Interaction plots of reperfusion index and different treatment time intervals on outcomes (A). Interaction plot of reperfusion index and time from LKN to acute multimodal imaging on 3‐month mRS 0–2. (B). Interaction plot of reperfusion index and time from LKN to groin puncture on 3‐month mRS 0–2. (C). Interaction plot of reperfusion index and time from LKN to ER arrival on infarct growth. (D). Interaction plot of reperfusion index and time from LKN to groin puncture on infarct growth. (E). Interaction plot of reperfusion index and time from LKN to reperfusion on infarct growth. ER, emergency room; LKN, Last known well; mRS, modified Rankin Scale.

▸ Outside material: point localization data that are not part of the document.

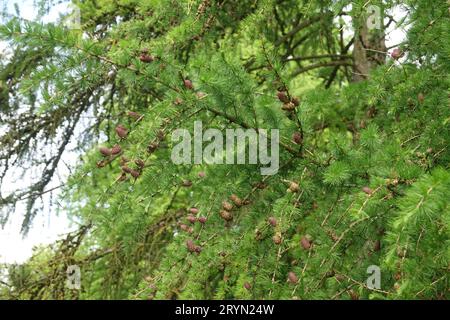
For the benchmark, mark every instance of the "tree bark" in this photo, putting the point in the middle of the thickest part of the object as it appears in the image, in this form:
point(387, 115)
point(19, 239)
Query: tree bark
point(369, 49)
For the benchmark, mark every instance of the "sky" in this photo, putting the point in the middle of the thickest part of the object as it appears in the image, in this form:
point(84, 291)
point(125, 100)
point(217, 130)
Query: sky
point(49, 226)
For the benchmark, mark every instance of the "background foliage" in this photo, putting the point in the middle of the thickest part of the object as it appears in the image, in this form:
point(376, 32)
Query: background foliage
point(368, 184)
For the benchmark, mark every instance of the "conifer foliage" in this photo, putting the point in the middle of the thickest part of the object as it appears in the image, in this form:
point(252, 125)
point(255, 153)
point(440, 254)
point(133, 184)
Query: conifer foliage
point(363, 179)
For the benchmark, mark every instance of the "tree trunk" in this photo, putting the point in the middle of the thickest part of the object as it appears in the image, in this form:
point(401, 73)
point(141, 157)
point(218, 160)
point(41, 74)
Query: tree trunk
point(369, 48)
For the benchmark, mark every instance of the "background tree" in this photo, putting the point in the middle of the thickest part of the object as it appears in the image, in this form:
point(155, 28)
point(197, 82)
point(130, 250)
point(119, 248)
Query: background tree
point(363, 179)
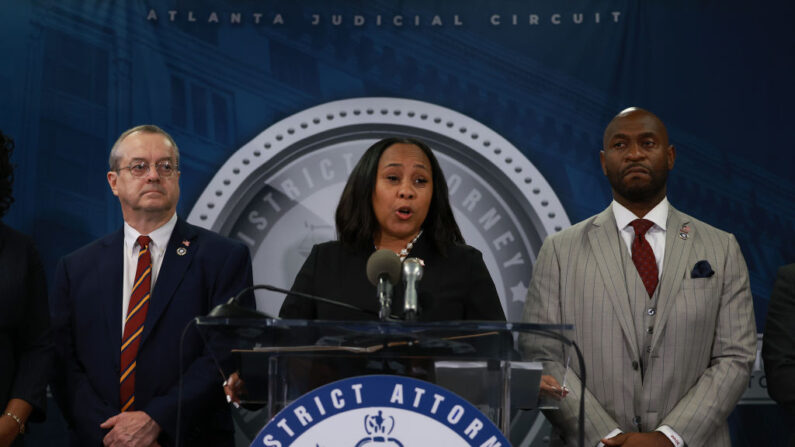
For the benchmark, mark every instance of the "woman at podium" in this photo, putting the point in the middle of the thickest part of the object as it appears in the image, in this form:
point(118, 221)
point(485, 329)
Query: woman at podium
point(396, 198)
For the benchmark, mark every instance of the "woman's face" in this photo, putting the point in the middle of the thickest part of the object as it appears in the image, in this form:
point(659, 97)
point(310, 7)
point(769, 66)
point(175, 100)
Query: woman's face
point(403, 191)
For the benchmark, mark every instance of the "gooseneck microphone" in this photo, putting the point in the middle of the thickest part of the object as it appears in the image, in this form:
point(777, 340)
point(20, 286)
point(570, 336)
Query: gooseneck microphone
point(412, 272)
point(383, 271)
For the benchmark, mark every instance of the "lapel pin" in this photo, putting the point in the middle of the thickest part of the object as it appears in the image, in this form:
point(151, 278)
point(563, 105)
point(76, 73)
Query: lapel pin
point(683, 232)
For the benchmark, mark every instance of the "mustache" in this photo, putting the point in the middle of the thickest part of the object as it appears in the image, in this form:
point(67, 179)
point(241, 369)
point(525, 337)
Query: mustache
point(635, 166)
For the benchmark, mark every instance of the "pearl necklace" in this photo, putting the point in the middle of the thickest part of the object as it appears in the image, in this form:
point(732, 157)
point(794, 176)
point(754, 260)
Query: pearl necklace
point(404, 252)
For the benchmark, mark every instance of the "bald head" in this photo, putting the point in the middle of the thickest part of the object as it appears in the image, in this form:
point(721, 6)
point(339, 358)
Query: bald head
point(635, 115)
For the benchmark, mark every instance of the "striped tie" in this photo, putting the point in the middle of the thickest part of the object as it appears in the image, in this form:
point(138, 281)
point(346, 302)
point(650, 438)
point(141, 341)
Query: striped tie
point(643, 255)
point(134, 324)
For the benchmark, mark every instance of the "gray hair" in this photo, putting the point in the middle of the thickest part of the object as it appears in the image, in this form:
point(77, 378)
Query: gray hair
point(113, 160)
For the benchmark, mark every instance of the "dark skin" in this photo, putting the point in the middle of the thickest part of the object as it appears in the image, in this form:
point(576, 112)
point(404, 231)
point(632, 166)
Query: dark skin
point(636, 158)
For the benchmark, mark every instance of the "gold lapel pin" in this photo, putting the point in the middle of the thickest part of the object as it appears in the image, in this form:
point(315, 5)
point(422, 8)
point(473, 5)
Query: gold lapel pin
point(684, 232)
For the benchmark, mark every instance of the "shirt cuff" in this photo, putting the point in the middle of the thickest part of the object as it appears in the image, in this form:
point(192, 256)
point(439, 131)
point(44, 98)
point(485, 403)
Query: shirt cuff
point(672, 436)
point(615, 432)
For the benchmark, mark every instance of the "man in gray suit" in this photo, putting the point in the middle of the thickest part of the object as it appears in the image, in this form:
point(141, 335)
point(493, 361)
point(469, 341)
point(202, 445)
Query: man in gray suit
point(660, 303)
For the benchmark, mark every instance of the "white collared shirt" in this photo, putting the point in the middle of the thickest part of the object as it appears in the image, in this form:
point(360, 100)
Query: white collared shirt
point(157, 249)
point(656, 234)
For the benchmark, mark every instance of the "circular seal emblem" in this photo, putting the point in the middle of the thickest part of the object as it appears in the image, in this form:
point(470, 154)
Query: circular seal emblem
point(380, 411)
point(279, 191)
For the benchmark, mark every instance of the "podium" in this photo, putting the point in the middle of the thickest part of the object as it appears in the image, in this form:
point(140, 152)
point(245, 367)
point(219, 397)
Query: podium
point(482, 362)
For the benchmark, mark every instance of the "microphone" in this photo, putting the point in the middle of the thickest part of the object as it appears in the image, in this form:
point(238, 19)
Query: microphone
point(383, 271)
point(412, 272)
point(232, 308)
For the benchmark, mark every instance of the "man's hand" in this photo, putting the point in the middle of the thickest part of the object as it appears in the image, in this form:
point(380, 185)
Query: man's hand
point(551, 388)
point(650, 439)
point(234, 389)
point(9, 429)
point(131, 429)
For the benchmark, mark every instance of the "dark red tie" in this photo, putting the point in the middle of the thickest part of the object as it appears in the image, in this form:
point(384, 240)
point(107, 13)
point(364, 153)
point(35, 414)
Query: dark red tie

3.2. Comparisons of the predictive ability of major/complete reperfusion of outcomes

The AUCs of reperfusion index was not statistically different from that of mTICI score (adjusted for age and baseline NIHSS, AUC of reperfusion index 0.71, 95% CI 0.58–0.83; AUC of mTICI score 0.66, 95% CI 0.52–0.80, p = 0.63, Figure 2A). Reperfusion index had a higher R‐square value in prediction of 3‐month mRS 0–2 (with age and baseline NIHSS entering the model as statically or clinically significant variables) and infarct growth (with history of diabetes mellitus, baseline core volume and MR/NCCT scan) than mTICI score (Reperfusion index vs mTICI score: mRS 0–2 0.18 vs. 0.12, infarct growth: 0.29 vs. 0.11, Figure 3).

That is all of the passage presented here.